An example of the influence of AI in the art industry is in the piece of art that was sold at Christie’s. This piece was created by AI through machine learning. The Portrait of Edmond Belamy was created by Pierre Fautrel and Gauthier Vernier from Hugo Caselles-Dupre who fed past data into an algorithm to teach it the past examples of the portrait. The AI system created a new art by itself. The portrait was recently sold at $432,500.
Artificial intelligence, like many other major technological developments, poses major questions about what it means for art. While AI is showing the potential to influence art significantly, it has also been criticized by some for its potential to wrestle art from human artists. One of the key questions that arise every time AI and art are linked together is whether the final product will really be thought of as art. However, the biggest question that arises is who will be the artist between artificial intelligence and human.

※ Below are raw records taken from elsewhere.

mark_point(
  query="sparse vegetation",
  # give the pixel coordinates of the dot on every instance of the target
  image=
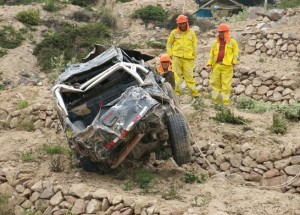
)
(53, 149)
(191, 178)
(5, 205)
(73, 161)
(81, 16)
(290, 111)
(18, 2)
(150, 13)
(59, 64)
(171, 193)
(84, 3)
(124, 1)
(128, 185)
(51, 6)
(200, 203)
(27, 156)
(22, 104)
(26, 124)
(288, 4)
(56, 164)
(108, 18)
(279, 125)
(71, 42)
(251, 105)
(2, 87)
(227, 116)
(146, 180)
(199, 106)
(29, 17)
(3, 52)
(156, 44)
(10, 38)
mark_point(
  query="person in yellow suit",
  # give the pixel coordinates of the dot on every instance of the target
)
(181, 47)
(165, 69)
(222, 59)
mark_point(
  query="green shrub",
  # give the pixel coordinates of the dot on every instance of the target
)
(6, 206)
(59, 64)
(279, 125)
(29, 17)
(227, 116)
(171, 193)
(71, 42)
(53, 149)
(18, 2)
(22, 104)
(128, 185)
(288, 4)
(27, 156)
(26, 125)
(10, 38)
(84, 3)
(108, 18)
(156, 45)
(124, 1)
(2, 87)
(191, 178)
(251, 105)
(56, 164)
(3, 52)
(290, 111)
(81, 16)
(146, 180)
(51, 6)
(150, 13)
(73, 161)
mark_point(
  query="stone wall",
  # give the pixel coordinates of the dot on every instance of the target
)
(257, 84)
(41, 115)
(268, 167)
(45, 198)
(277, 44)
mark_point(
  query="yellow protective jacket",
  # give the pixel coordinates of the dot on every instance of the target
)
(230, 55)
(182, 44)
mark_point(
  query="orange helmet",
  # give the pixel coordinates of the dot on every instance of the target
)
(181, 19)
(223, 27)
(165, 58)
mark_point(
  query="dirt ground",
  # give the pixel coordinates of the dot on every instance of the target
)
(215, 197)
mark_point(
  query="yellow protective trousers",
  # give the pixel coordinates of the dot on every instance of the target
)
(220, 81)
(184, 67)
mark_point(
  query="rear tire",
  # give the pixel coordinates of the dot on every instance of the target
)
(179, 139)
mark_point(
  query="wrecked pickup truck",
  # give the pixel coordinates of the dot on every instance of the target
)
(113, 105)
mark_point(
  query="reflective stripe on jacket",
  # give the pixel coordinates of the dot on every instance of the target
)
(230, 56)
(182, 44)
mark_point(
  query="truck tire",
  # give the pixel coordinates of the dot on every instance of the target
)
(179, 139)
(172, 94)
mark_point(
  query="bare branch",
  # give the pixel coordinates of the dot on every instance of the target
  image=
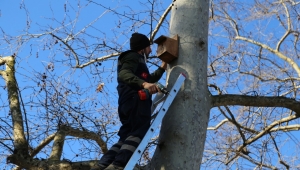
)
(256, 101)
(262, 133)
(85, 134)
(2, 60)
(286, 128)
(161, 20)
(97, 60)
(42, 145)
(276, 52)
(218, 125)
(58, 145)
(260, 164)
(69, 47)
(288, 31)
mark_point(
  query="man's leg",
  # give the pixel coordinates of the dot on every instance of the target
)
(140, 121)
(125, 129)
(109, 156)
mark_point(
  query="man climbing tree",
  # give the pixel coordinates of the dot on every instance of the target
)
(134, 113)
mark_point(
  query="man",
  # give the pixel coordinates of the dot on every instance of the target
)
(134, 114)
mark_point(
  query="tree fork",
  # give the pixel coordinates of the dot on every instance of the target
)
(20, 142)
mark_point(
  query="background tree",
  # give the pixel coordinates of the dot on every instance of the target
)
(253, 80)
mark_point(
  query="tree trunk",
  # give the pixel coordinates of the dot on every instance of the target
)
(183, 130)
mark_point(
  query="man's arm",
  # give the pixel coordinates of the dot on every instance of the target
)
(156, 75)
(129, 67)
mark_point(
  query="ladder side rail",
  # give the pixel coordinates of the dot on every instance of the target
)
(168, 101)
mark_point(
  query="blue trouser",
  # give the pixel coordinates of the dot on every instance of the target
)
(135, 116)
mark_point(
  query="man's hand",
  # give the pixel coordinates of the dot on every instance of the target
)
(164, 65)
(152, 88)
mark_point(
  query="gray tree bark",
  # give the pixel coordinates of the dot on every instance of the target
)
(183, 130)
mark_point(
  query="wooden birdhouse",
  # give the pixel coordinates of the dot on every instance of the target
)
(167, 48)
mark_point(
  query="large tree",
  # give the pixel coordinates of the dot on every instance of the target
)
(249, 91)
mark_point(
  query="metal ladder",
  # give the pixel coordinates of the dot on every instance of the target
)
(160, 115)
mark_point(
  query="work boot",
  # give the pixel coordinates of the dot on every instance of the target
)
(114, 167)
(99, 167)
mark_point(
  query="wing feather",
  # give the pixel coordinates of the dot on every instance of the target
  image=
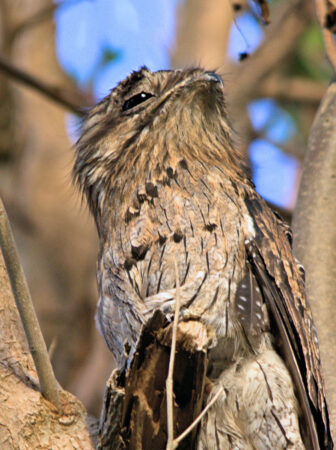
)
(279, 276)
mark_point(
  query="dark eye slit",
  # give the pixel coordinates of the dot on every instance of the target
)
(136, 100)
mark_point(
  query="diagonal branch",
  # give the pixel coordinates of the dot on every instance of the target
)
(73, 101)
(322, 11)
(49, 385)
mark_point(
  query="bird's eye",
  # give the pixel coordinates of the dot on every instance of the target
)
(136, 100)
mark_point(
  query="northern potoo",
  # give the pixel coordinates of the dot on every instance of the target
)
(165, 183)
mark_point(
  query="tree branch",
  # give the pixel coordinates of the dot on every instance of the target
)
(315, 238)
(169, 382)
(73, 101)
(292, 89)
(322, 11)
(48, 383)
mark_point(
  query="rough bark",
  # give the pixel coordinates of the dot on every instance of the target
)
(134, 409)
(315, 235)
(55, 236)
(27, 420)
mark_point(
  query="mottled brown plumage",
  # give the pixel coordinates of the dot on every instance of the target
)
(165, 183)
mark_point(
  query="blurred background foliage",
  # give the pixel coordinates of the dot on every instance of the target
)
(275, 77)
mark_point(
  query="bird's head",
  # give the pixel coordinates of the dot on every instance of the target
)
(150, 118)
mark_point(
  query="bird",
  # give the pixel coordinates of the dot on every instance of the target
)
(170, 191)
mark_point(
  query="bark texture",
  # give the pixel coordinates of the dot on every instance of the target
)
(27, 420)
(315, 235)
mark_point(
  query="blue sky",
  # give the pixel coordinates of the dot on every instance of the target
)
(141, 32)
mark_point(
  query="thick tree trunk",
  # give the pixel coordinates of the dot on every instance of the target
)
(314, 226)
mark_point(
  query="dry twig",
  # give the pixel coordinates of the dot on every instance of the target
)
(198, 418)
(48, 383)
(72, 101)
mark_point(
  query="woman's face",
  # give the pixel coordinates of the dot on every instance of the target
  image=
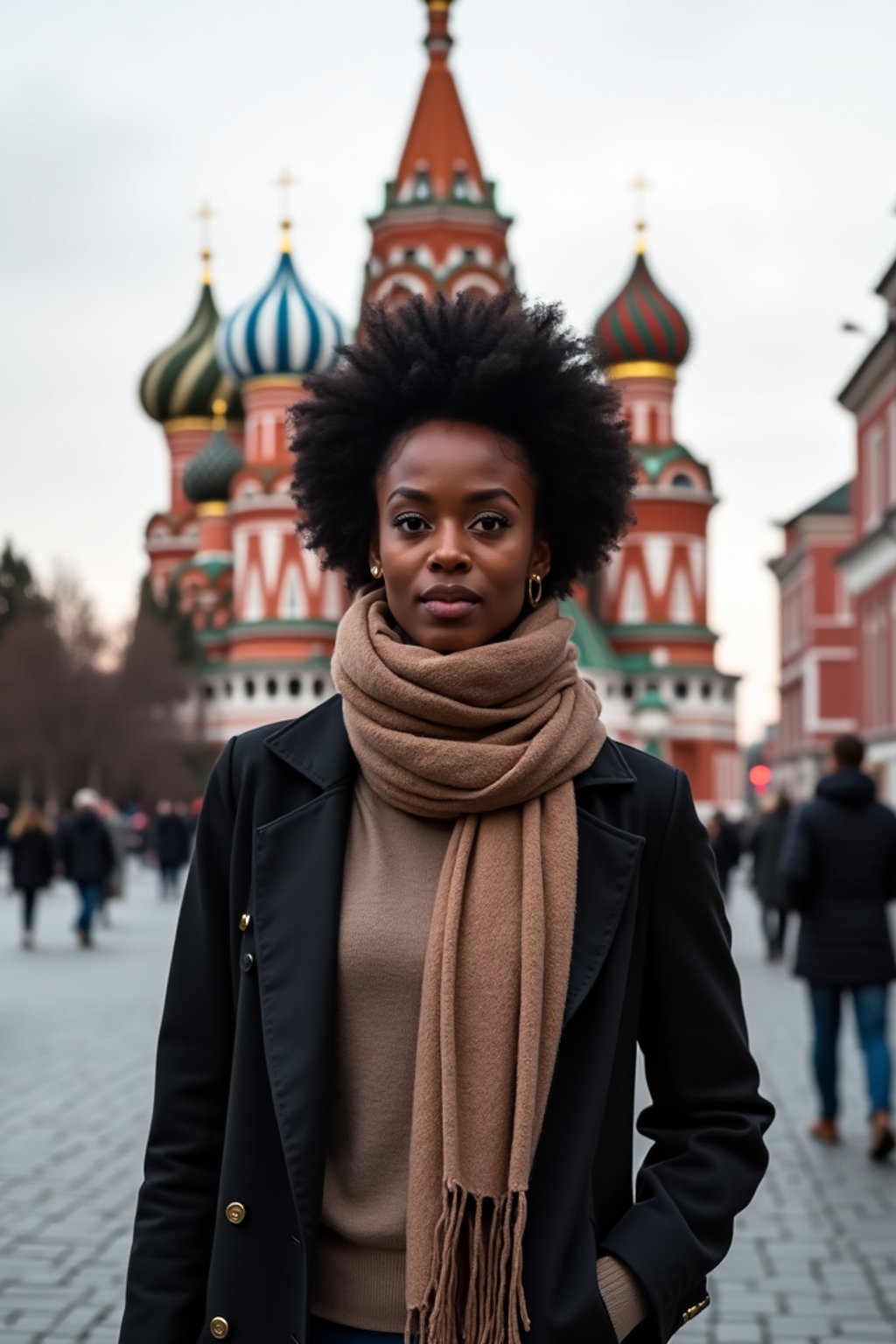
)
(457, 538)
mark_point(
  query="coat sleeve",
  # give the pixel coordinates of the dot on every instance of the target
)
(705, 1117)
(165, 1293)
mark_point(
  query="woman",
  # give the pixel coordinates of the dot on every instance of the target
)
(32, 852)
(766, 844)
(427, 925)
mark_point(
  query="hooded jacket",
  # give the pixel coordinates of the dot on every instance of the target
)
(838, 864)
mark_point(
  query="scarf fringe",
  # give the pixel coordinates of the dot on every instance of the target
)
(492, 1308)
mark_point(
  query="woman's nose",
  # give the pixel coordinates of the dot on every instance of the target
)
(448, 553)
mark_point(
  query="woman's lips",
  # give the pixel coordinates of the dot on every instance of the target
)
(451, 611)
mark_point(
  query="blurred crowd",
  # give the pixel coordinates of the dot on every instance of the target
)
(89, 847)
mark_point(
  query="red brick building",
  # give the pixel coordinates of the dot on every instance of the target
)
(818, 657)
(838, 592)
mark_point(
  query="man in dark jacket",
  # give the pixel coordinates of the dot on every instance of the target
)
(840, 870)
(171, 843)
(88, 858)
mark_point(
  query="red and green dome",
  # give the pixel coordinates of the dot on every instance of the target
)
(641, 324)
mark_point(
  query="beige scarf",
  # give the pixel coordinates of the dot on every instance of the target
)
(494, 737)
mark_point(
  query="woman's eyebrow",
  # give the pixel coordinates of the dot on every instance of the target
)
(491, 492)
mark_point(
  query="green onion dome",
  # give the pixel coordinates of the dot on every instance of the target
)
(210, 472)
(642, 324)
(185, 379)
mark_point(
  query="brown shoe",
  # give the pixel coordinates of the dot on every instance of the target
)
(823, 1130)
(881, 1138)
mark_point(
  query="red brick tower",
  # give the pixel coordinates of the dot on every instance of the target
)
(653, 596)
(439, 228)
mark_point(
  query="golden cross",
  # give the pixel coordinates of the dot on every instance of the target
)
(285, 182)
(205, 215)
(641, 187)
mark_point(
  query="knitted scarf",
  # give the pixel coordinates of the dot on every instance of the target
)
(492, 737)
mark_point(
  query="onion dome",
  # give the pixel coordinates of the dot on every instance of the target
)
(210, 472)
(642, 324)
(285, 330)
(186, 378)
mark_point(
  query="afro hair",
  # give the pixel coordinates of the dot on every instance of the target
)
(500, 363)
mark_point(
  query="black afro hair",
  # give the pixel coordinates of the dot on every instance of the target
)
(501, 363)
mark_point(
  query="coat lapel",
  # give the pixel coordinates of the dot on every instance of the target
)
(298, 878)
(609, 862)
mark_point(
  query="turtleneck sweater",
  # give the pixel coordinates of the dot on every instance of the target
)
(393, 865)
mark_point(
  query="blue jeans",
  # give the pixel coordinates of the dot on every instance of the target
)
(870, 1003)
(90, 894)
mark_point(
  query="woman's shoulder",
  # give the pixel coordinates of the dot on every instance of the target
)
(315, 745)
(620, 762)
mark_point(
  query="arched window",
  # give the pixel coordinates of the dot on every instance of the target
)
(634, 601)
(653, 425)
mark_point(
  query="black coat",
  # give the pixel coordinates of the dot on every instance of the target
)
(85, 848)
(32, 860)
(243, 1073)
(840, 867)
(171, 840)
(766, 844)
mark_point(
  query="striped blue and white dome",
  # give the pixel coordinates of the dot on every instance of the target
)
(285, 330)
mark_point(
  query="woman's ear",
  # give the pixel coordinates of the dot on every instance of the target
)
(540, 556)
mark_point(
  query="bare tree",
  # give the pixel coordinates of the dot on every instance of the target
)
(72, 714)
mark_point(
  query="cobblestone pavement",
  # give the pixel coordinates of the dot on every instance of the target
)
(815, 1256)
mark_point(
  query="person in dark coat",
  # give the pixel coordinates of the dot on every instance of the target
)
(32, 847)
(840, 870)
(88, 858)
(468, 458)
(765, 845)
(724, 839)
(171, 845)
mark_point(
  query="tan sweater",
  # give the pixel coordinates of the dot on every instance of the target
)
(393, 864)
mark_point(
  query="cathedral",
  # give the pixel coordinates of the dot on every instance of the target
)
(225, 550)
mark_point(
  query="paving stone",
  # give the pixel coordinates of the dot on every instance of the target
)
(813, 1261)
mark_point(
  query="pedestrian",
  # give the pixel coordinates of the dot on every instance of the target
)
(427, 924)
(765, 845)
(32, 848)
(840, 872)
(725, 845)
(88, 858)
(171, 845)
(4, 839)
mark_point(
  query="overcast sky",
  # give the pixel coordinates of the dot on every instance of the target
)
(767, 128)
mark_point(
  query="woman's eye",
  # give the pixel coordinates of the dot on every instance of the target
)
(410, 523)
(492, 522)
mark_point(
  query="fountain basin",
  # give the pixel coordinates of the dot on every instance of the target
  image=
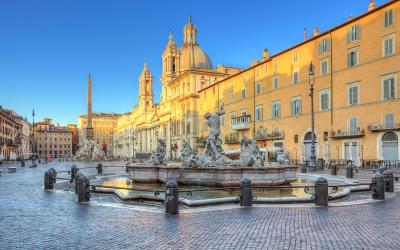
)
(213, 177)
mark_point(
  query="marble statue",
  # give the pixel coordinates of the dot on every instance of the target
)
(282, 156)
(90, 151)
(158, 156)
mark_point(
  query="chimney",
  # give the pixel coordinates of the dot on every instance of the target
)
(265, 54)
(316, 31)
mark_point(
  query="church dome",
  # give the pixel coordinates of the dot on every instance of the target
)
(192, 56)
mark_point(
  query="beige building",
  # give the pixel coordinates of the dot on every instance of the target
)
(52, 140)
(186, 70)
(10, 135)
(103, 127)
(356, 96)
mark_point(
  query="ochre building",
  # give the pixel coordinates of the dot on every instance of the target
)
(356, 96)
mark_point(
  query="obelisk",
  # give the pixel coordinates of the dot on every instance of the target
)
(89, 127)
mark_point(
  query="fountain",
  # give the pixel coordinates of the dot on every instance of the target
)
(214, 168)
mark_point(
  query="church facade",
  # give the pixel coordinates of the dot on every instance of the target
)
(186, 70)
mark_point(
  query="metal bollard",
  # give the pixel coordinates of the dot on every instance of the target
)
(74, 170)
(378, 186)
(389, 181)
(349, 171)
(321, 192)
(334, 168)
(49, 179)
(246, 194)
(99, 168)
(83, 189)
(77, 177)
(171, 198)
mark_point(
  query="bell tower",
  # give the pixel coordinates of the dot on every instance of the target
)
(170, 61)
(146, 88)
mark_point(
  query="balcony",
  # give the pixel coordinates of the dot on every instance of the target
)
(275, 135)
(383, 127)
(241, 122)
(343, 134)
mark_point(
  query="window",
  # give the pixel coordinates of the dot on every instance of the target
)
(389, 87)
(243, 93)
(353, 94)
(232, 115)
(296, 106)
(388, 18)
(275, 82)
(353, 125)
(352, 57)
(389, 120)
(324, 101)
(222, 120)
(324, 45)
(354, 33)
(388, 45)
(276, 110)
(324, 67)
(296, 76)
(295, 56)
(259, 113)
(258, 88)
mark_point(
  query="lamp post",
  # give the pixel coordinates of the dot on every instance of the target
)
(33, 136)
(311, 82)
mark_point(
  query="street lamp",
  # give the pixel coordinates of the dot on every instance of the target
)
(311, 82)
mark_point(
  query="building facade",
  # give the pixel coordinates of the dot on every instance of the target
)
(186, 70)
(51, 140)
(103, 126)
(10, 135)
(356, 96)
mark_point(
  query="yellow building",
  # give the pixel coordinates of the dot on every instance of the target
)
(356, 96)
(186, 70)
(103, 127)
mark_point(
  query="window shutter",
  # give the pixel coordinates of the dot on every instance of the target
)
(358, 32)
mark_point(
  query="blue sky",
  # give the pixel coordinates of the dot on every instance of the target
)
(48, 47)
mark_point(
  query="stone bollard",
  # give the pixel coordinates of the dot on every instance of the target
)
(389, 181)
(99, 168)
(334, 168)
(349, 171)
(171, 198)
(246, 194)
(321, 192)
(83, 189)
(378, 186)
(74, 170)
(77, 177)
(49, 179)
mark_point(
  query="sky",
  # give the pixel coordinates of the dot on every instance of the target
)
(48, 47)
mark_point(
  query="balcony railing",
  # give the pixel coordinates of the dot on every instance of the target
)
(273, 136)
(383, 127)
(241, 122)
(343, 134)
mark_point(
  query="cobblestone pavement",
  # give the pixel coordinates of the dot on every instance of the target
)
(33, 219)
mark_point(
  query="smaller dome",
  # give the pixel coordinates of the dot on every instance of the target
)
(194, 57)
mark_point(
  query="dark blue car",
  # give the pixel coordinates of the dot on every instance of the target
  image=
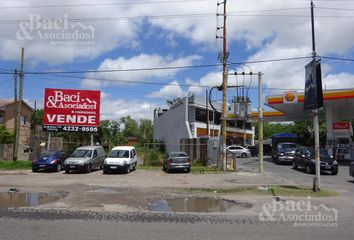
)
(49, 160)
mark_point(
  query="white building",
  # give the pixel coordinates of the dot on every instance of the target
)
(186, 118)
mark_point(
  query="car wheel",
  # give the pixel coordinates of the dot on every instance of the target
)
(58, 169)
(294, 165)
(308, 169)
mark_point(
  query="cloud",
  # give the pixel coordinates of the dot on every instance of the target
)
(57, 50)
(338, 81)
(114, 109)
(142, 61)
(173, 90)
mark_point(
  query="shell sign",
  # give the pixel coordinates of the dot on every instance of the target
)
(290, 97)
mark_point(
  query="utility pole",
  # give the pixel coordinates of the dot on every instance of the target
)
(315, 112)
(18, 111)
(260, 124)
(223, 58)
(14, 155)
(207, 109)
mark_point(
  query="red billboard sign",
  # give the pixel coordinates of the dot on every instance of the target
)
(71, 110)
(341, 125)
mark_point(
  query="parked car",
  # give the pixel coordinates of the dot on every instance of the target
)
(85, 159)
(284, 152)
(177, 161)
(267, 149)
(351, 169)
(305, 158)
(239, 151)
(122, 158)
(253, 150)
(49, 160)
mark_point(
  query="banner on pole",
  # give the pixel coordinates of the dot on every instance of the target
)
(313, 86)
(71, 110)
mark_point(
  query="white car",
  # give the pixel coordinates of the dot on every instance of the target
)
(239, 151)
(122, 158)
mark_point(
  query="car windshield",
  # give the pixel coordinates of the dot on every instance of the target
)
(47, 153)
(323, 153)
(82, 153)
(287, 146)
(178, 154)
(119, 154)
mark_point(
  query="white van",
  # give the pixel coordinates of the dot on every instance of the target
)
(122, 158)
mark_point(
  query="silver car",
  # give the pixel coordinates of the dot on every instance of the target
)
(85, 159)
(239, 151)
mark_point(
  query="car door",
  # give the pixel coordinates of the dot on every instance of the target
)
(238, 151)
(95, 158)
(135, 157)
(302, 157)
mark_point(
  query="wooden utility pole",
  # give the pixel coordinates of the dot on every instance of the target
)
(260, 123)
(14, 154)
(18, 106)
(315, 112)
(224, 89)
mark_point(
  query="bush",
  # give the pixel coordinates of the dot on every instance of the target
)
(154, 158)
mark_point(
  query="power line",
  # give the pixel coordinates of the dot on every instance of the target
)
(8, 71)
(100, 4)
(338, 58)
(154, 68)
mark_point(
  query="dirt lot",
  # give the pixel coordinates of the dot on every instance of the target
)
(127, 192)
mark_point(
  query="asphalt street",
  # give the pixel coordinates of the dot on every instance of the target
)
(66, 224)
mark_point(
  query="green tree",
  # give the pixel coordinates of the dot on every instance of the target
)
(5, 136)
(145, 131)
(130, 127)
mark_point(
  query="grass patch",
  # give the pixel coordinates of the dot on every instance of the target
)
(199, 169)
(285, 191)
(11, 165)
(196, 169)
(147, 167)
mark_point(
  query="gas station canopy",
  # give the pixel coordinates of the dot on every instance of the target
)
(290, 106)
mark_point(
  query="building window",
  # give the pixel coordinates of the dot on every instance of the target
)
(24, 120)
(201, 116)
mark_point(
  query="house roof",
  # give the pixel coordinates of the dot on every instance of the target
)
(6, 102)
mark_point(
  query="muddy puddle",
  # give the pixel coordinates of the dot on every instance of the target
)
(27, 199)
(196, 204)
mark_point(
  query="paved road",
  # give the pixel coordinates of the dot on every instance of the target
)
(341, 182)
(72, 224)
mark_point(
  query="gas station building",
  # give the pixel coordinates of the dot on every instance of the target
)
(338, 111)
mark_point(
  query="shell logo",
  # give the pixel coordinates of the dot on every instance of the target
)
(290, 97)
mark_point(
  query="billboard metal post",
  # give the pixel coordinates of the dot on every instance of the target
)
(49, 140)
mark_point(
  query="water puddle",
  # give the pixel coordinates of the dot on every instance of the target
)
(195, 204)
(28, 199)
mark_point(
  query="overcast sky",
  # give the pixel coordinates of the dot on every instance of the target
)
(145, 34)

While computer programs that are intended to generate art have been there for many decades, it was not until recently that the programs became sophisticated with the potential to bring the desired visual outcome. The new developments that incorporate AI and machine learning technologies to give the computer more autonomy in image production are a step further in the right direction towards making art effective and accessible. This technology begins with selecting a collection of images and feeding them to an algorithm. A majority of AI artworks in existence today use algorithms known as generative adversarial networks (GANs). The GANs were first introduced by Ian Goodfellow in 2014. These algorithms are known as adversarial because there is one side of the algorithm which generates random images and the other that judges images and chooses the best ones that align with the input. An example is when an artist decides to feed generative AI algorithm portraits from the past 400 years. The artist has to sift through the output images and choose the ones he or she would like to use. This is called post-curation. In this process, the artist gets involved in both the pre- and post-curation processes where the algorithm can be tweaked to generate the output that is desired.
AI algorithms have advanced to an extent that the images they produce can surprise even the artists presiding over the process. However, there are still some challenges most of which are linked to deformities of faces. According to Daniel Berlyne, novelty, complexity, eccentricity and surprise are the most powerful stimuli in works of art. Therefore, the portraits generated from GAN and the resultant deformities are new, surprising and eccentric.
Although AI has played a significant role in creating works of art, human still has significant control over it. However, there is an increasing chance that machines will be programmed to ensure little or no human involvement. The artificial intelligence creative adversarial network (AICAN) could make this possible. This is a program that is nearly autonomous and can learn the existing styles and aesthetics before generating its own images. AICAN’s work is almost like human artists as it can distinguish images. The pieces of AICAN have been exhibited in different auctions across the world.
With this advancement in AI, it is expected that art will become more accessible than ever before. The speed of the creation of artwork will also increase and curation will be quick.